Your Best 10 Minutes Today

There is this sickness. It’s called hurry-sickness. Most of us are infected; I know I often am. The symptoms look like this: a nagging sense that there’s never enough time, a lack of meaning or depth or joy in life, a lack of compassion, a lack of grace. Have you experienced any of these? Our brains actually release more adrenaline into our bodies when we’re in a hurry and so we feel more stress, and then we get angry, or impatient with ourselves and with others. We stop experiencing grace, and we lack grace.
Here is the thing. Jesus was never in a hurry. Jesus was busy, he had demands on his time, he had many pressures, and there was stress and plenty to do, but he was never in a hurry. There are many times when we read about Jesus withdrawing from the crowds, going off to be alone. If you look at the life of Christ, you see he would get up early and spend time alone in prayer. He would sometimes wait when others felt the need to rush. He had the courage to say no even to urgent requests.
And this Jesus says to you and me, “Come to me, all you who are weary and burdened, and I will give you rest. Take my yoke upon you and learn from me, for I am gentle and humble in heart, and you will find rest for your souls. For my yoke is easy and my burden light.”

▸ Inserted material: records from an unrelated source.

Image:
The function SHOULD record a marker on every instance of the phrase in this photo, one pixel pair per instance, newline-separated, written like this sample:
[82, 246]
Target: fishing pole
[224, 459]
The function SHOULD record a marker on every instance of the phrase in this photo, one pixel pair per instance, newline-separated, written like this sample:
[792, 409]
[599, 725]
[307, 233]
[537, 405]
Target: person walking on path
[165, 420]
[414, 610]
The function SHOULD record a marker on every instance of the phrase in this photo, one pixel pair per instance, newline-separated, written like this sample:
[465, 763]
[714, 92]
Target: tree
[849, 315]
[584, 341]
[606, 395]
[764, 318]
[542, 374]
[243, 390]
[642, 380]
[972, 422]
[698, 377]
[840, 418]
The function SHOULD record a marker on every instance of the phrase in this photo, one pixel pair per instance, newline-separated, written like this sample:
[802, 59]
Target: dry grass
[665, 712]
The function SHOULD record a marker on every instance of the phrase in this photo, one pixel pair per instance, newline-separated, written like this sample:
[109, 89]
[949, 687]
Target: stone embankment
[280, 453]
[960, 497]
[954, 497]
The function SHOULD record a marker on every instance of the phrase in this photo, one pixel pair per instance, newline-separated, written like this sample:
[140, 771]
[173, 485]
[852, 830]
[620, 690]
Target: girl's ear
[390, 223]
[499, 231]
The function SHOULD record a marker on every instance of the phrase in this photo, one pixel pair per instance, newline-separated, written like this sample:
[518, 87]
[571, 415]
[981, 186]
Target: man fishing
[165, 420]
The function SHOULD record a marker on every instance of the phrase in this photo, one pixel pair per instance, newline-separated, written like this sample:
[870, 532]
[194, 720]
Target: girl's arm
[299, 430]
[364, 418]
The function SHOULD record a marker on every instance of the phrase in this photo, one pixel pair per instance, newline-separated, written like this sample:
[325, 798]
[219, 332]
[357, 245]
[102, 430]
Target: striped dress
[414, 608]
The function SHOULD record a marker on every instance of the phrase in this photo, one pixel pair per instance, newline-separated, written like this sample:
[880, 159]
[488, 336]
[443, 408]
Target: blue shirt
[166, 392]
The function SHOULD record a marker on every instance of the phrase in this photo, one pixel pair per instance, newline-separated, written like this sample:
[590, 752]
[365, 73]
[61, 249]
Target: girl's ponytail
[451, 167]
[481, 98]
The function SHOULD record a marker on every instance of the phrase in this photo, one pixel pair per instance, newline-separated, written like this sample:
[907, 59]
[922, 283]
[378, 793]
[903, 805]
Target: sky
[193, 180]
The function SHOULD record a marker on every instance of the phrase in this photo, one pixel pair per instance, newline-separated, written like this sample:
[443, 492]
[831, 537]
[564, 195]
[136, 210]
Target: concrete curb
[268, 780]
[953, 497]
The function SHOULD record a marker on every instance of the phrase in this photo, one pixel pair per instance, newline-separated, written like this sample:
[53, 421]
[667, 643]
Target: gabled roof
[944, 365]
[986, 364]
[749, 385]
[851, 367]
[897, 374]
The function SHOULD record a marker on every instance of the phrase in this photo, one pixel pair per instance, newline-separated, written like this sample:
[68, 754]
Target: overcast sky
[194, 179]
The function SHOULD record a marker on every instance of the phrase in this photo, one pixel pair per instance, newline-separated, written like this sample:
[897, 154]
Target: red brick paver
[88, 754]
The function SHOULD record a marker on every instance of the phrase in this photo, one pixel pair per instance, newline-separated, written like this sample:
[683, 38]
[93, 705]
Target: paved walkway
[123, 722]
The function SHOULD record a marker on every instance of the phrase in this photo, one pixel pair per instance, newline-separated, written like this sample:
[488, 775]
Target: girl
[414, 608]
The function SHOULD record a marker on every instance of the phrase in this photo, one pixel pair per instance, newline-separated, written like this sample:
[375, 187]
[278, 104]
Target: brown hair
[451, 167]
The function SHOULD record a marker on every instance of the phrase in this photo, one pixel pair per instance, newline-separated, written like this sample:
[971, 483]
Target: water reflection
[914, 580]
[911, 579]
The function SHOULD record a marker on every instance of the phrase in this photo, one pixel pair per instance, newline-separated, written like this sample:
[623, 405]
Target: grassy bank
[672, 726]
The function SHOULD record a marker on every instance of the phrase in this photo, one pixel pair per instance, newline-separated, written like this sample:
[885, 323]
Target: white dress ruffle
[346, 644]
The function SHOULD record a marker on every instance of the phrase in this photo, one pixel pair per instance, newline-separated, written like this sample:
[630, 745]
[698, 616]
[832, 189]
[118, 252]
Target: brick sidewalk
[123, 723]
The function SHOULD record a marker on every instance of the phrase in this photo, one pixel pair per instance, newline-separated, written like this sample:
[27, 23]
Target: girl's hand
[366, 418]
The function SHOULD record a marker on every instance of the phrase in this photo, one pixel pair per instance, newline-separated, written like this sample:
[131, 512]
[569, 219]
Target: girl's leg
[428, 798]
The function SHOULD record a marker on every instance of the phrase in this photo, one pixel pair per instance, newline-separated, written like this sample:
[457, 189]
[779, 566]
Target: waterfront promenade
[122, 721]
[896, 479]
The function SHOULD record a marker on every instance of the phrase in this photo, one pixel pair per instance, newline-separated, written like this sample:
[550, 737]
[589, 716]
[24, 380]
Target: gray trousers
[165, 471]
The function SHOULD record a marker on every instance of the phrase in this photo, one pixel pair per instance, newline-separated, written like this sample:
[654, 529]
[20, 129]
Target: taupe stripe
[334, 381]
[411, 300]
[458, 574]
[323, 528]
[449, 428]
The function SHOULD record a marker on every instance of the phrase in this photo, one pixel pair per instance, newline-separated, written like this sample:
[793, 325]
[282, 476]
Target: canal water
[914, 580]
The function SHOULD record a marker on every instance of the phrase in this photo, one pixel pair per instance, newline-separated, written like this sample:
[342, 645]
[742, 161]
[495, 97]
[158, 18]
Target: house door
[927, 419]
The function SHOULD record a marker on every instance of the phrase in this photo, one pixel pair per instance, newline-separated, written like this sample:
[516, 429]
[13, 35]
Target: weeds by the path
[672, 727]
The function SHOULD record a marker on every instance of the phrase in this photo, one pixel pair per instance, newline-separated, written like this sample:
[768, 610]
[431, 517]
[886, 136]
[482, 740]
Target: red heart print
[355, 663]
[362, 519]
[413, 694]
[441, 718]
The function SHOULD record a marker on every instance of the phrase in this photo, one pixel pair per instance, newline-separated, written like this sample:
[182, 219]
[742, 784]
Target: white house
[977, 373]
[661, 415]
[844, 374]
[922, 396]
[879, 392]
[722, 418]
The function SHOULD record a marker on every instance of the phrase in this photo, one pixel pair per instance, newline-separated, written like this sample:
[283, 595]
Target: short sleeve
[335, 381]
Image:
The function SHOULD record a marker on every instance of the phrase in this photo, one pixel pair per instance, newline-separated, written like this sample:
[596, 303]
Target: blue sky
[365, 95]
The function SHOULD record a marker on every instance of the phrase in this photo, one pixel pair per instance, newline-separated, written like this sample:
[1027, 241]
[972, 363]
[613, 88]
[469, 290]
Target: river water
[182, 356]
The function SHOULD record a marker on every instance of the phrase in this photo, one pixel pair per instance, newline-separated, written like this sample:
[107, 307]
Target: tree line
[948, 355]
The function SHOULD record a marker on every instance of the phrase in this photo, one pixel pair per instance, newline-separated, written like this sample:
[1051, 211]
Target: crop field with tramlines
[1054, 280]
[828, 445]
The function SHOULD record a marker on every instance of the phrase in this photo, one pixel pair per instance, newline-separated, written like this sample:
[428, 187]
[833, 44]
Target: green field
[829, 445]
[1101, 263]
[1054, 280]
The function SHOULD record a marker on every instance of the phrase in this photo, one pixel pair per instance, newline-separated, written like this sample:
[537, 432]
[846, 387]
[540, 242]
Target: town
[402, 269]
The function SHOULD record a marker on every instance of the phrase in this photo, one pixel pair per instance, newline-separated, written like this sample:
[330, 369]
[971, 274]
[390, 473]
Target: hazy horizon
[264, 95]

That is Jesus’ yoke. That’s his rhythm of life. And we have to learn to walk in step with Him.
So, here is what I want you to do. I want you to say, “I quit. I quit hurrying. I quit pretending all is fine with this constant rushing inside that is killing my soul.” Instead, I want you to set a time each day – just 10 minutes – to practice slowing. One of the best ways to combat a habit of speeding up is to introduce a habit of slowing down.
Set the timer, just 10 minutes each day. Stop whatever you’re doing. Just stop. Close your email, turn off your phone, remove all distractions and just sit in silence. Slow down your breathing and just do nothing. The point is not to have some spiritual epiphany; the point is simply to allow your body to experience unhurried time. Our bodies need to experience unhurried time.
Sometimes, in those tiny moments we become aware of things we have forgotten or just lost sight of in the midst of all our running. We loose sight of things that matter, things like this: God really cares about you. He really cares about your life. Actually, you are not alone, you are never, ever alone. In whatever you are facing today, God is with you and will continue to walk with you through whatever Goliath-situation you might be facing.